Towards a climate-dependent paradigm of ammonia emission and deposition.

Existing descriptions of bi-directional ammonia (NH3) land-atmosphere exchange incorporate temperature and moisture controls, and are beginning to be used in regional chemical transport models. However, such models have typically applied simpler emission factors to upscale the main NH3 emission terms. While this approach has successfully simulated the main spatial patterns on local to global scales, it fails to address the environment- and climate-dependence of emissions. To handle these issues, we outline the basis for a new modelling paradigm where both NH3 emissions and deposition are calculated online according to diurnal, seasonal and spatial differences in meteorology.
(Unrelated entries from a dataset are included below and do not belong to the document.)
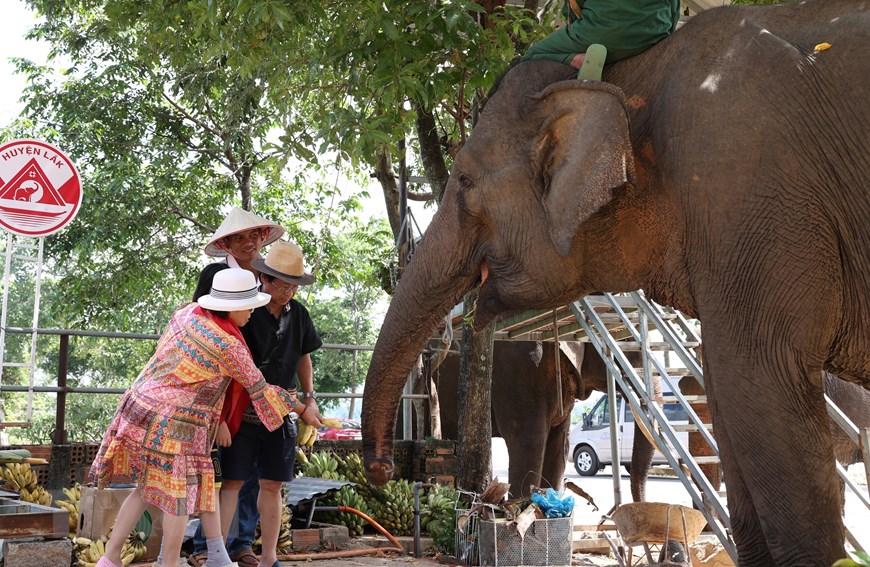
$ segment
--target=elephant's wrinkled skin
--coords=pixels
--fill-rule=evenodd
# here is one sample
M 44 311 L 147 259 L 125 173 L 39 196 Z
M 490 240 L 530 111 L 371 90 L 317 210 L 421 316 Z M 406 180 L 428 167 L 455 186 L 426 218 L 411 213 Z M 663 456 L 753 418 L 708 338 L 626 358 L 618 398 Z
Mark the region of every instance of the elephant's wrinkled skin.
M 389 478 L 405 376 L 467 290 L 483 325 L 642 288 L 703 325 L 741 565 L 845 557 L 821 376 L 870 386 L 868 51 L 867 2 L 808 0 L 704 12 L 609 84 L 509 72 L 381 329 L 369 478 Z

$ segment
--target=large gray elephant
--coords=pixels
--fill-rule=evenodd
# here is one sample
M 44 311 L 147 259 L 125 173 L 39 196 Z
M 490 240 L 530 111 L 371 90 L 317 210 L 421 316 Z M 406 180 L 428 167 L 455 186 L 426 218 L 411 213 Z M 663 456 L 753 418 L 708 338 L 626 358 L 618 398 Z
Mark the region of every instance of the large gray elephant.
M 405 376 L 466 291 L 481 326 L 641 288 L 703 324 L 740 564 L 844 557 L 821 376 L 870 386 L 868 50 L 865 2 L 807 0 L 704 12 L 606 83 L 514 67 L 381 329 L 369 478 L 390 478 Z

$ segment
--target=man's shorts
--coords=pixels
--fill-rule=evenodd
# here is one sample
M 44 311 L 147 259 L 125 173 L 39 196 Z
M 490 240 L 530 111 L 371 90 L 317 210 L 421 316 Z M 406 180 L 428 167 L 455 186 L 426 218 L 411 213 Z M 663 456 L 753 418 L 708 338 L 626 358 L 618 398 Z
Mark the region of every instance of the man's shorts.
M 247 480 L 254 469 L 260 478 L 287 482 L 293 480 L 296 463 L 296 422 L 284 421 L 275 431 L 262 425 L 242 422 L 233 443 L 221 450 L 224 480 Z

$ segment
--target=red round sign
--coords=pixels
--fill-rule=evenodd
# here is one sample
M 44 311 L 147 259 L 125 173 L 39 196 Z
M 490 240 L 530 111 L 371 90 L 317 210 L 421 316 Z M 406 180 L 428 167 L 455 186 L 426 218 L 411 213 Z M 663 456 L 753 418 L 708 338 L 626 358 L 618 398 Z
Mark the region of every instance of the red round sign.
M 21 236 L 47 236 L 69 224 L 82 204 L 73 162 L 38 140 L 0 146 L 0 226 Z

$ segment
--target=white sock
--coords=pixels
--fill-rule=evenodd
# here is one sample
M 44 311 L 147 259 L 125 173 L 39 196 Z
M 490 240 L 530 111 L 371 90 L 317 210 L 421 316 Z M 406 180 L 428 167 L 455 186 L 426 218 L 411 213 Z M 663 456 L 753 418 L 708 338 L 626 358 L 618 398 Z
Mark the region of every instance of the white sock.
M 224 538 L 213 537 L 205 540 L 205 543 L 208 545 L 208 560 L 205 562 L 205 567 L 226 567 L 232 563 L 224 545 Z

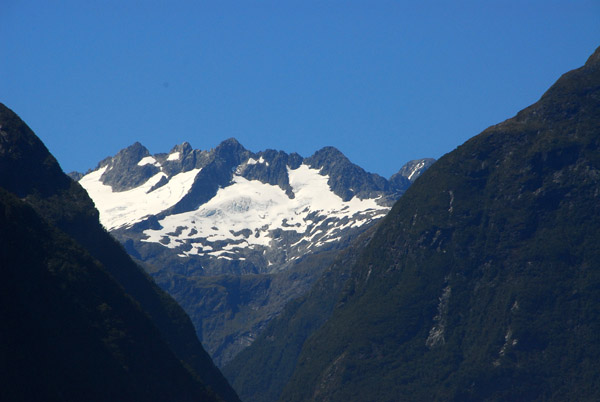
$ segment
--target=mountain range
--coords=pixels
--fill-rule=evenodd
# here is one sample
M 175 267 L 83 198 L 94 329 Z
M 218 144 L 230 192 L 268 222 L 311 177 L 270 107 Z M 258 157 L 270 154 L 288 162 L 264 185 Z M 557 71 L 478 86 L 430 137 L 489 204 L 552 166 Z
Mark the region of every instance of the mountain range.
M 599 195 L 600 48 L 440 158 L 224 372 L 245 401 L 600 400 Z
M 386 180 L 333 147 L 303 158 L 231 138 L 155 155 L 135 143 L 72 177 L 223 365 L 433 162 L 410 161 Z
M 247 402 L 600 400 L 600 48 L 431 162 L 134 144 L 90 198 L 0 104 L 0 398 L 238 401 L 211 329 Z

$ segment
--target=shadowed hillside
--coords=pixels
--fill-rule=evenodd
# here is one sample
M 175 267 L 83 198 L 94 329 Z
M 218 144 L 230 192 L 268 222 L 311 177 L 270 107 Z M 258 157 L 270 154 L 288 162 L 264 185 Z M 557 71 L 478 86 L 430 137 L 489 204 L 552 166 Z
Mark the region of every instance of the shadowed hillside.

We show how measurements reveal a strong, but complex pattern of climatic dependence, which is increasingly being characterized using ground-based NH3 monitoring and satellite observations, while advances in process-based modelling are illustrated for agricultural and natural sources, including a global application for seabird colonies. A future architecture for NH3 emission-deposition modelling is proposed that integrates the spatio-temporal interactions, and provides the necessary foundation to assess the consequences of climate change. Based on available measurements, a first empirical estimate suggests that 5°C warming would increase emissions by 42 per cent (28-67%). Together with increased anthropogenic activity, global NH3 emissions may increase from 65 (45-85) Tg N in 2008 to reach 132 (89-179) Tg by 2100.